What is the reason this type parameter syntax doesn't compile?

6
votes

Say I have:

class Class[CC[A, B]]
class Thing[A, B <: Int]
class Test extends Class[Thing] // compile error here

I get the compiler error:

kinds of the type arguments (cspsolver.Thing) do not conform to the expected kinds of the type parameters (type CC) in class Class. cspsolver.
Thing's type parameters do not match type CC's expected parameters: type C's bounds <: Int are stricter than type B's declared bounds >: Nothing <: Any

However when I modify the code such that it looks like this:

class Class[CC[A, B]]
class Thing[A, B] {
  type B <: Int
}
class Test extends Class[Thing]

it compiles fine. Aren't they both functionally equivalent?

2
scalagenericstypesscala-2.10
In the last example you have type parameter B and type member B. They have the same name (so only one is visible), bot they are not the same.senia
@senia, is there a case where using the same name is useful?huynhjl
@huynhjl: I guess no. But in some cases shadowing is useful: you can reuse name. There are also some partial useful abuses of shadowing in case of implicits: see this answer.senia
@senia You should turn your comment into an answer so that it can be accepted. You have the right answer and it's simple.Jean-Philippe Pellet
@Jean-PhilippePellet: thank you, but it's not an answer. I've explained why last code sample compiles, but not why the first one doesn't compiles.senia

2 Answers

1
votes

The reason is given in the compiler message. In Class you expect an unrestricted CC, while Thing has the restriction that the second type argument must be <: Int. One possibility is to add the same constraint to Class as in

class Class[CC[A,B <: Int]]
class Thing[A, B <: Int]
class Test extends Class[Thing]
0
votes

Elaborating on Petr Pudlák's explanation, here is what I assume happens: The compiler tries to unify CC[A, B] with Thing[A, B <: Int]. According to the declaration of B in CC, B's upper type-bound is Any, which is picked to instantiate B. The B in Thing, however, is expected to have Int a its upper type-bound, and the compiler thus fails with the error message you got.
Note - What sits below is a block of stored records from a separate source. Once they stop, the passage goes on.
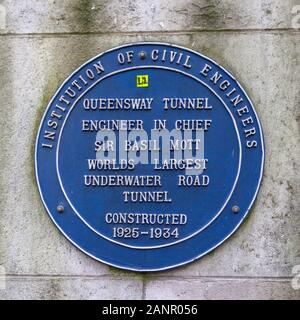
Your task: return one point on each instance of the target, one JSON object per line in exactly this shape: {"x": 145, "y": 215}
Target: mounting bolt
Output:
{"x": 235, "y": 209}
{"x": 142, "y": 55}
{"x": 60, "y": 208}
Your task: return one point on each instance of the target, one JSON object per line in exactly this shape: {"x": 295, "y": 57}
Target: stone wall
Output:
{"x": 43, "y": 41}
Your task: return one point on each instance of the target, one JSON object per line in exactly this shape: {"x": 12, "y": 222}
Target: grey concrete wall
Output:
{"x": 42, "y": 42}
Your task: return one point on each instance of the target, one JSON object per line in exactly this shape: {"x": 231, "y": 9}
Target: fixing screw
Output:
{"x": 235, "y": 209}
{"x": 142, "y": 55}
{"x": 60, "y": 208}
This is necessary in order to preserve soundness of the type system, as illustrated in the following sketch. Assume that Thing defines an operation that relies on the fact that its B <: Int, e.g.,

class Thing[A, B <: Int] {
  def f(b: B) = 2 * b
}

If you declared Class as

class Class[CC[A,B]] {
  val c: CC
}

and Test as

class Test extends Class[Thing] {
  val t: Thing
}

without the compiler complaining, then you could make the following call

new Test().t.f(true)

which is obviously not safe.